Эту фразу я сначала пропустил мимо ушей. Поскольку не мог считать правыми фашистов. Но в дальнейшем оказалось, что под воюющими за «разную правду» Айвор имеет наших. Испания была уникальна тем, что там, под влиянием анархистов, был поставлен эксперимент прямо по Марксу – вместо единой государственной машины, самоуправление местных мелких коммун и вольное следование их общей цели, «хочу присоединяюсь, хочу – нет»; этого не было в полной мере, но к тому стремились. И сразу выяснилось, что общность интересов существует лишь в идеале – доходило и до разборок со стрельбой, и самых настоящих войнушек, а уж постоянные интриги в стиле «мадридского двора» и долгое открытое обсуждение каждого военного решения довели бы до инфаркта любого вменяемого командующего войсками. А у Франко была настоящая военная машина, показавшая свое полное превосходство – и никогда больше анархизм не будет играть в политике где бы то ни было значимую роль.

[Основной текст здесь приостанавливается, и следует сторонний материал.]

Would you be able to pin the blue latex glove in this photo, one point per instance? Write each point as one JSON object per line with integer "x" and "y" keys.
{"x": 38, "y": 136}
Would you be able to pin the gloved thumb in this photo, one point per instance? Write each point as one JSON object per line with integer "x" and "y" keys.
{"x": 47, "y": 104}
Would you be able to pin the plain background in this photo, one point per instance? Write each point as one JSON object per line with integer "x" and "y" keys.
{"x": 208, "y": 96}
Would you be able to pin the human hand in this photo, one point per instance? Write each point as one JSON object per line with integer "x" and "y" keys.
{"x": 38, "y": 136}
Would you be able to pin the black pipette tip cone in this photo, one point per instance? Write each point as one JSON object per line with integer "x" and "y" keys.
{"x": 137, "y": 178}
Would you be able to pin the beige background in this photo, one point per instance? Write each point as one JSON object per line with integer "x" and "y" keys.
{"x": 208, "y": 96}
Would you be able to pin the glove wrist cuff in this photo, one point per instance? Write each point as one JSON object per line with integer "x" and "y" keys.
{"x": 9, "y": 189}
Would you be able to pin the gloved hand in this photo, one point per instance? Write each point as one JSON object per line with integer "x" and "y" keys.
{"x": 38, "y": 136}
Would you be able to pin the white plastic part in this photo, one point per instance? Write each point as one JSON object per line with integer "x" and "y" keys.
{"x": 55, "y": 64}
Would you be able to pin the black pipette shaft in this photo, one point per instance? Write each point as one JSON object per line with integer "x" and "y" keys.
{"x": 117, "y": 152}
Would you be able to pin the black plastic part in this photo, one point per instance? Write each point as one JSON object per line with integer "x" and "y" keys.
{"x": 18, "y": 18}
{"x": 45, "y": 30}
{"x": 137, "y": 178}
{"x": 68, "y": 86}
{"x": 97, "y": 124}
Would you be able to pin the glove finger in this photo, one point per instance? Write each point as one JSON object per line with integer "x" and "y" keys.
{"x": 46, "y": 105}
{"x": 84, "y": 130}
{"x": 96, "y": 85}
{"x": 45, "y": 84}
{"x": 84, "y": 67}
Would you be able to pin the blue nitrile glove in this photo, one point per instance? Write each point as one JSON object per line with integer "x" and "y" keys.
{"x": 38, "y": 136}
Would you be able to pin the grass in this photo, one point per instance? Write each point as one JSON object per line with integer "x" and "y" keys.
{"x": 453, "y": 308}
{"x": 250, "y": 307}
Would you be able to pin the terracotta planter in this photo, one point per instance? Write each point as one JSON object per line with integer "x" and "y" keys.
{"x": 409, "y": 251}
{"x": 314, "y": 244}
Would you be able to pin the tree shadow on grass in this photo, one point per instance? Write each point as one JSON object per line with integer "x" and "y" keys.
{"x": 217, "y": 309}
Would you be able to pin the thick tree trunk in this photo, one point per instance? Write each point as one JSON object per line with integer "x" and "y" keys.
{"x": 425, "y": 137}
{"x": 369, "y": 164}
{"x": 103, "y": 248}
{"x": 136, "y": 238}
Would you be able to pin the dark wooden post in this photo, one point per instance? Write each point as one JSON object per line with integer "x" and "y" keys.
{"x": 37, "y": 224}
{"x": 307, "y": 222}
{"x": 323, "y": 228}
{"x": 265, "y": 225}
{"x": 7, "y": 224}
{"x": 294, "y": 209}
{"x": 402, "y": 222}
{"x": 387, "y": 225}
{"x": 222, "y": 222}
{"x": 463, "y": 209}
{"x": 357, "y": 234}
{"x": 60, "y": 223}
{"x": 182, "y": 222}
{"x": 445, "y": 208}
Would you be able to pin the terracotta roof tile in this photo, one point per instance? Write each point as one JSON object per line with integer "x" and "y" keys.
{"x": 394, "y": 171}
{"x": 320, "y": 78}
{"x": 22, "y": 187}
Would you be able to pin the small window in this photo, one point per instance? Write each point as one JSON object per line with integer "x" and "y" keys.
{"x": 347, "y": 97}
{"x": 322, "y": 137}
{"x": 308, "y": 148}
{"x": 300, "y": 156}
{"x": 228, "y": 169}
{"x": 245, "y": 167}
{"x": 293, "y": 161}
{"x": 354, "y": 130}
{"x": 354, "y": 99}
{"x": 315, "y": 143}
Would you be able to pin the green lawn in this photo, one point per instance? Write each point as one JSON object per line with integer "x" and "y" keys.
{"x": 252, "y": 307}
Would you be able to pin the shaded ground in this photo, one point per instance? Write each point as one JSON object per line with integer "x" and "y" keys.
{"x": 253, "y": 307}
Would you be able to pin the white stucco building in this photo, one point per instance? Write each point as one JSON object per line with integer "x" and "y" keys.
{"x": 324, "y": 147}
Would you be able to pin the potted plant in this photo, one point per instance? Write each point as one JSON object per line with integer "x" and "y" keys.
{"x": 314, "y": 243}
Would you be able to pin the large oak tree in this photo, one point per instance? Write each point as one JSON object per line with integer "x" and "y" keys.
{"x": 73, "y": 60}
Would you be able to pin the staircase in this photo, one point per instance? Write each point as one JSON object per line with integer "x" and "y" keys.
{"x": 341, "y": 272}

– Сейчас, после ужасов этой войны, я надеюсь, народы получат сколько-то лет мира. Но я помню, что порядок казался незыблемым и перед той войной – и как наш лорд Чемберлен в тридцать восьмом, вернувшись из Мюнхена, объявил: «Я привез вам мир на долгие годы!» А затем нации будто сходили с ума во взаимном истреблении. И мне страшно заглядывать в будущее – чем дольше будет мирная передышка, тем более разрушительное оружие даст людям развитие науки и техники! В то же время споры между государствами будут всегда – а значит, и соблазн решить их силой. Потому мир должен перестать быть Диким Западом, где правит лишь оружие вместо закона. Должна быть всемирная власть – которой подчинятся все. Потому что, в отличие от прежней, беззубой Лиги Наций, лишь эта власть должна располагать вооруженной силой – отдельным же странам будут дозволена лишь полиция, для поддержания внутреннего порядка. По образу и подобию принятого Штутгардским протоколом.
Я лишь пожал плечами. Если державы договорятся о всеобщем разоружении. Вряд ли бы англичанин понял нашу поговорку «когда рак на горе свистнет».

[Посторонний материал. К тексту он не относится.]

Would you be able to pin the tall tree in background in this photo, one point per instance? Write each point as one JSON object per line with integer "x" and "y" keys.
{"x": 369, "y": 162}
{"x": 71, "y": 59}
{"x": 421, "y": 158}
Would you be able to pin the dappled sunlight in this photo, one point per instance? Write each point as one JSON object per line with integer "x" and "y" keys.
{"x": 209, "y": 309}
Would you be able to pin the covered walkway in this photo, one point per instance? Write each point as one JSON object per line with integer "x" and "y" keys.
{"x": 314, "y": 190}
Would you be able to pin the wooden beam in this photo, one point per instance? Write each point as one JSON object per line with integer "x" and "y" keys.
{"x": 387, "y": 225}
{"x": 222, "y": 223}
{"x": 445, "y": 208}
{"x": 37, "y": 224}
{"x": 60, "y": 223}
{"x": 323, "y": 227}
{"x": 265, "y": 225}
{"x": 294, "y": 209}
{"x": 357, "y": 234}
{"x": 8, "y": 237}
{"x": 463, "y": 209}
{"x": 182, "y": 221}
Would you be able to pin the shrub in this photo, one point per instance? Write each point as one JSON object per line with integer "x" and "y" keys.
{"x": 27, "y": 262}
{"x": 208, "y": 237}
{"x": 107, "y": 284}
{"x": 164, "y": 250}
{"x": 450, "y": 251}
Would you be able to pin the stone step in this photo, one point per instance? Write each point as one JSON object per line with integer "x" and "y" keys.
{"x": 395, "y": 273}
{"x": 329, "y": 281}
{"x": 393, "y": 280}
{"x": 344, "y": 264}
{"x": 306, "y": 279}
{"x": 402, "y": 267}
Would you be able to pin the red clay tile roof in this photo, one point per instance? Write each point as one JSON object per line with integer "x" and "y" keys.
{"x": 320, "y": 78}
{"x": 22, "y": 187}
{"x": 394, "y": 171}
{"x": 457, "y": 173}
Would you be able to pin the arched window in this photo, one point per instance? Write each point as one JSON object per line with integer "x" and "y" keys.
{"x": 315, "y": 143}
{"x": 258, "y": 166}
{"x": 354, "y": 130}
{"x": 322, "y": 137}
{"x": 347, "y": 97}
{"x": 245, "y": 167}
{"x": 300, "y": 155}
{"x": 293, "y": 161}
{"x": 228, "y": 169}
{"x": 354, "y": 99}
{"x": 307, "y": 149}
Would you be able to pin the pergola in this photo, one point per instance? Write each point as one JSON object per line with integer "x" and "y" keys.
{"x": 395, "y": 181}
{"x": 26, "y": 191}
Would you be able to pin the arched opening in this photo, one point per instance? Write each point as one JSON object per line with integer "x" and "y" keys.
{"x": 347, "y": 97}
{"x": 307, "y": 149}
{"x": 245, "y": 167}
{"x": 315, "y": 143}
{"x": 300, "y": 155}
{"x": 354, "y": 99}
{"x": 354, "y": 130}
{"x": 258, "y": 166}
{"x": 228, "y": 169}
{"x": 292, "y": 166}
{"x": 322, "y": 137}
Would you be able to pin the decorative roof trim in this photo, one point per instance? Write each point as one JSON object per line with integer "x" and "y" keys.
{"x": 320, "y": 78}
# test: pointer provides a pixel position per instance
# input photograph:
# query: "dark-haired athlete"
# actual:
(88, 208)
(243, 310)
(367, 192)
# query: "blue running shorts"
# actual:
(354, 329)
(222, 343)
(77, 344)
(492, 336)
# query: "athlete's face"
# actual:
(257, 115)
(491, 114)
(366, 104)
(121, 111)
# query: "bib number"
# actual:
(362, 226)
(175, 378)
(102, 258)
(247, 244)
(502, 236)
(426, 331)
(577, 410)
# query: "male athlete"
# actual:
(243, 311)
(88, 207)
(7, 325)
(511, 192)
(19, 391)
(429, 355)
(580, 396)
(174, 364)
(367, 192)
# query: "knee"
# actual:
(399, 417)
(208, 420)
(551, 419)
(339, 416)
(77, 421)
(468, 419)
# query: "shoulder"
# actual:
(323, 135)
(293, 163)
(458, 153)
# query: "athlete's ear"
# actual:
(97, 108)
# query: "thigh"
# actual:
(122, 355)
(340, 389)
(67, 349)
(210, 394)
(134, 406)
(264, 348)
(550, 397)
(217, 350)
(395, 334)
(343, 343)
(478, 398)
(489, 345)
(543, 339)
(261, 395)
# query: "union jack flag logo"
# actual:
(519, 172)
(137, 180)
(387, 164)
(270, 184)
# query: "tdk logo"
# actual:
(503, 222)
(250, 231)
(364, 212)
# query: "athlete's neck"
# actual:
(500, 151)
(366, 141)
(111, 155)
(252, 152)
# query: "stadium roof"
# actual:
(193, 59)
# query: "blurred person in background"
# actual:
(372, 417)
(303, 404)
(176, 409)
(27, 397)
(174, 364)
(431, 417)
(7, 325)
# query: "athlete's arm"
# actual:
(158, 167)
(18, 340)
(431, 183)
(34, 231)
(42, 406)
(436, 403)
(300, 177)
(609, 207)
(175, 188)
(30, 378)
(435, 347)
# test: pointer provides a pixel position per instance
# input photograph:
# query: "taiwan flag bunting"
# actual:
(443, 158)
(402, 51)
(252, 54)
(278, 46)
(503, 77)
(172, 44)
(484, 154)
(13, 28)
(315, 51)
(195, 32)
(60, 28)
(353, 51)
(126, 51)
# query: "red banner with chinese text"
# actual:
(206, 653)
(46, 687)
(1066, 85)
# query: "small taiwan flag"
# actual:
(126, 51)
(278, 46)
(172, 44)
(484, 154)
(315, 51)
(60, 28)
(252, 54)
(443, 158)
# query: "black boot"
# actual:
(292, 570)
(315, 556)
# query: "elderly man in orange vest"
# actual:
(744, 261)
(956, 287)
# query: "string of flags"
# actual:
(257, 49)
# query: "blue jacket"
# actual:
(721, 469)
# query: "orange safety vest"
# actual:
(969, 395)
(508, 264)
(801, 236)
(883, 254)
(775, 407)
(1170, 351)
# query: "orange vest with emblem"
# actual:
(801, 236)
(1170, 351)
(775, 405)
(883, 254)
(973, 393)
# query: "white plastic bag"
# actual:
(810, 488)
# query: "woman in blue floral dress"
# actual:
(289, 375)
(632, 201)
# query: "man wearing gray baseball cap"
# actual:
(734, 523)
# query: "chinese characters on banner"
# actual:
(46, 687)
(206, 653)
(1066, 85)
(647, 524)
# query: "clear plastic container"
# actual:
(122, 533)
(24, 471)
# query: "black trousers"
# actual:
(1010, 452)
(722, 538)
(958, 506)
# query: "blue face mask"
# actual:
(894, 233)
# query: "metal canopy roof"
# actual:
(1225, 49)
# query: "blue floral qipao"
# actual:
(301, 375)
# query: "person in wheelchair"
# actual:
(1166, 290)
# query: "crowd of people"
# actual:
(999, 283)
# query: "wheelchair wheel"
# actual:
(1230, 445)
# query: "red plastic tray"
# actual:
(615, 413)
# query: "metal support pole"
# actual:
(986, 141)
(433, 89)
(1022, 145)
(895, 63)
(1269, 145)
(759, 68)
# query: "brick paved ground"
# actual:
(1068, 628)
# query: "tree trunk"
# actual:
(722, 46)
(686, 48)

– Есть реальный путь это обеспечить, – сказал Айвор Монтегю. – Вот вы, мистер Большаков, были на севере? Знаю, что вам удалось построить подлодку, далеко превосходящую любую субмарину даже британского флота. Что, если будет объявлено, что все военные усовершенствования отныне являются монополией будущей Всемирной Организации, ее вооруженных сил? Думаю, что это будет принято всеми державами, хотя бы чтобы избежать дорогостоящих трат на разработку все новых и новых вооружений. И тогда накопленные горы смертоносного железа быстро станут бесполезны, как были бы сейчас копья и кремневые ружья, и все стороны сами бы упразднили свои армии, тяжелым бременем ложащиеся на казну.
– И между кем вы представляете завтра войну? – спросил я. – Между США и Англией? Или кем-то из них и СССР?